Pharmaceutical Research Center, Pharmaceutical Technology Institute, Mashhad University of Medical Sciences, Mashhad, Iran.
Chem Biol Drug Des. 2021 Apr;97(4):930-943. doi: 10.1111/cbdd.13819. Epub 2021 Jan 10.
Machine learning (ML) method performances, including deep learning (DL) on a diverse set with or without feature selection (FS), were evaluated. The superior performance of DL on small sets has not been approved previously. On the other hand, the available sets for the newly identified targets usually are limited in terms of size. It was explored whether the FS, hyperparameters search, and using ensemble model are able to improve the ML and DL performance on the small sets. The QSAR classifier models were developed using K-nearest (KN) neighbors, DL, random forest (RF), naïve Bayesian (NB) classification, support vector machine (SVM), and logistic regression (LR). Generally, the best individual performers were DL and SVM. The LR had a similar performance to the DL and SVM on the small subsets. The nested cross-validation method was able to include different feature vectors in combination with different ML methods to generate an ensemble model for the datasets with similar performance to the best performers. The general performance for the baseline NB model was Matthews correlation coefficient = 0.356, and it was improved to around 0.66 and 0.63 by NB assisted FS with subsequent SVM/DL classification and an ensemble model, respectively.

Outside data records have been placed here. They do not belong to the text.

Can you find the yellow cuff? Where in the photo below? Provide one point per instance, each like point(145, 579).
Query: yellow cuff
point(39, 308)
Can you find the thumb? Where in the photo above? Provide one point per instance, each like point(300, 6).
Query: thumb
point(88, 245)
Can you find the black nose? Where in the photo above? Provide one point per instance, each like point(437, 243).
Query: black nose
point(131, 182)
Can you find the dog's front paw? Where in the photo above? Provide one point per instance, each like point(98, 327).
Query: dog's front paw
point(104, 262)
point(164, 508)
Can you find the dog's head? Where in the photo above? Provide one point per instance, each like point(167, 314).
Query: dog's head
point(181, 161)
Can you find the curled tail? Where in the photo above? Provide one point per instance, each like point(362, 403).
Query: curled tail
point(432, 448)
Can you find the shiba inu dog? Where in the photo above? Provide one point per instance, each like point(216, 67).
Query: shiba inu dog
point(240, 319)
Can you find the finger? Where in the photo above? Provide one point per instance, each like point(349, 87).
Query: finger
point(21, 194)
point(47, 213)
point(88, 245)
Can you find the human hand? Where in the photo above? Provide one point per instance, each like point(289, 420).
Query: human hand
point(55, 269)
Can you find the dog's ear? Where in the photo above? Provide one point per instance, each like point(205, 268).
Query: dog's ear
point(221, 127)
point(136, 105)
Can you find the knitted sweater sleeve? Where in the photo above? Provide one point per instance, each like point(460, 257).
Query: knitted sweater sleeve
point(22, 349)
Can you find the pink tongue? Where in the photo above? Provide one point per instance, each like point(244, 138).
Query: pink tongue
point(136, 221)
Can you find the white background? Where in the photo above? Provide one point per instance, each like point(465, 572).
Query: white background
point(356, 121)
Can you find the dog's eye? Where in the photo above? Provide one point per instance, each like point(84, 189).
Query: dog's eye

评估了机器学习 (ML) 方法的性能,包括在具有或不具有特征选择 (FS) 的多样化数据集上的深度学习 (DL)。DL 在小数据集上的优异性能此前尚未得到证实。另一方面,新确定的靶标可用的数据集在规模上通常是有限的。探索了 FS、超参数搜索以及使用集成模型是否能够提高 ML 和 DL 在小数据集上的性能。使用 K-最近邻 (KN) 邻居、DL、随机森林 (RF)、朴素贝叶斯 (NB) 分类、支持向量机 (SVM) 和逻辑回归 (LR) 开发了 QSAR 分类器模型。一般来说,最佳的个体表现者是 DL 和 SVM。在小子集上,LR 的性能与 DL 和 SVM 相似。嵌套交叉验证方法能够结合不同的 ML 方法将不同的特征向量包含在组合中,为数据集生成一个与最佳表现者性能相似的集成模型。基线 NB 模型的总体性能为 Matthews 相关系数 = 0.356,通过 NB 辅助 FS 随后进行 SVM/DL 分类和集成模型,可分别提高到约 0.66 和 0.63。